3.3.3 Partial agonist
A partial agonist is a substance that has an affinity to a certain receptor, binds to this receptor and activates (intrinsic activity) the receptor, but only partially, producing a biological response lesser than a full agonist. To visualize it think of it this way: We have 100 receptors, a full agonist has a 100% chance of activating the receptor, so by taking a full agonist we activate all 100 receptors. Now a partial agonist has only for example a 50% chance of activating the receptor, so by taking a full agonist we activate on average only 50 receptors.

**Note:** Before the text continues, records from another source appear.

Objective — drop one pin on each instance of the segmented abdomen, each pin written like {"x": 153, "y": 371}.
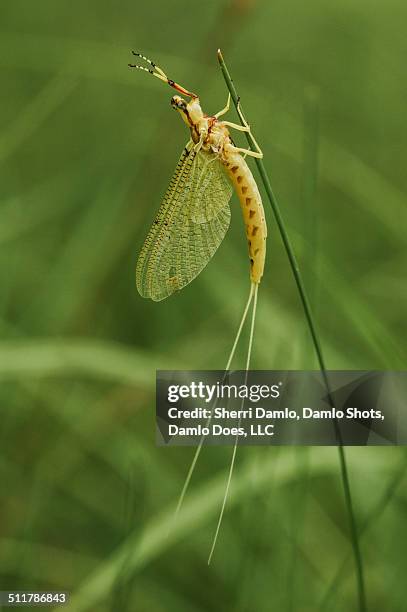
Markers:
{"x": 252, "y": 209}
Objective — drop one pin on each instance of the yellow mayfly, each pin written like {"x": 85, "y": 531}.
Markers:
{"x": 194, "y": 216}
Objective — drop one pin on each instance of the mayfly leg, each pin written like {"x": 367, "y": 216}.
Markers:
{"x": 253, "y": 290}
{"x": 224, "y": 110}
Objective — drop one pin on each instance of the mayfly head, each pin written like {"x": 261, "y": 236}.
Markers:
{"x": 191, "y": 111}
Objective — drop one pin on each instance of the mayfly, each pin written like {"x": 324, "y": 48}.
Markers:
{"x": 194, "y": 216}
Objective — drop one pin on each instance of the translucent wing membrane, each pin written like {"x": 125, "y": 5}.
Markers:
{"x": 190, "y": 225}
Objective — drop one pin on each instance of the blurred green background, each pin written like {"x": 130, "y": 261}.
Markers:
{"x": 87, "y": 148}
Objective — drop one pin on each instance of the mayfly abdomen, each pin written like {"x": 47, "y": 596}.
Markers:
{"x": 252, "y": 210}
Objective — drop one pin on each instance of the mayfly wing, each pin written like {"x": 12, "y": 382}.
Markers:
{"x": 190, "y": 225}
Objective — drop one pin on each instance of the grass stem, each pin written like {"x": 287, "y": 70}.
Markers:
{"x": 315, "y": 340}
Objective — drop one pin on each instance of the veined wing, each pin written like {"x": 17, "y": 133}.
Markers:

This can be a problem with certain drugs, like buprenorphine. If you're physically dependent on a full agonist, like morphine, but want to switch to bupe there's something called precipitated withdrawal due to the fact that bupe is only a partial agonist with a high affinity for the mu-opioid receptor. If you take the bupe too soon after taking morphine the bupe will bind to the opioid receptors due to the high affinity but only activate them to a partial extend, leaving you in withdrawal as you're used to the full activation. This can be bypassed by waiting a certain time (check out the COWS score) before buprenorphine induction.
3.3.4 Inverse agonist
An inverse agonist is a substance that has an affinity to a certain receptor, binds to this receptor but induces a response opposite to that of an agonist. This one takes some time to understand, so bear with me. A precondition for a inverse agonist is that the receptor it binds to has something called basal activity, this simply means that there's a certain chance that the receptor spontaneously, without the binding of an agonist, activates itself. Now with that in mind it's easier to understand. The inverse agonist binds to the receptor but instead of activating it, it decreases the activity below the basal level, by decreasing the chance of the receptor activating itself.
If you haven't fully understand this yet let me explain it by using an example. Let's take receptor X with a basal activity of 10 activations a minute. By adding an inverse agonist we decrease the activity from 10 activations a minute to say 2 activations a minute. So the inverse agonist has a negative intrinsic activity.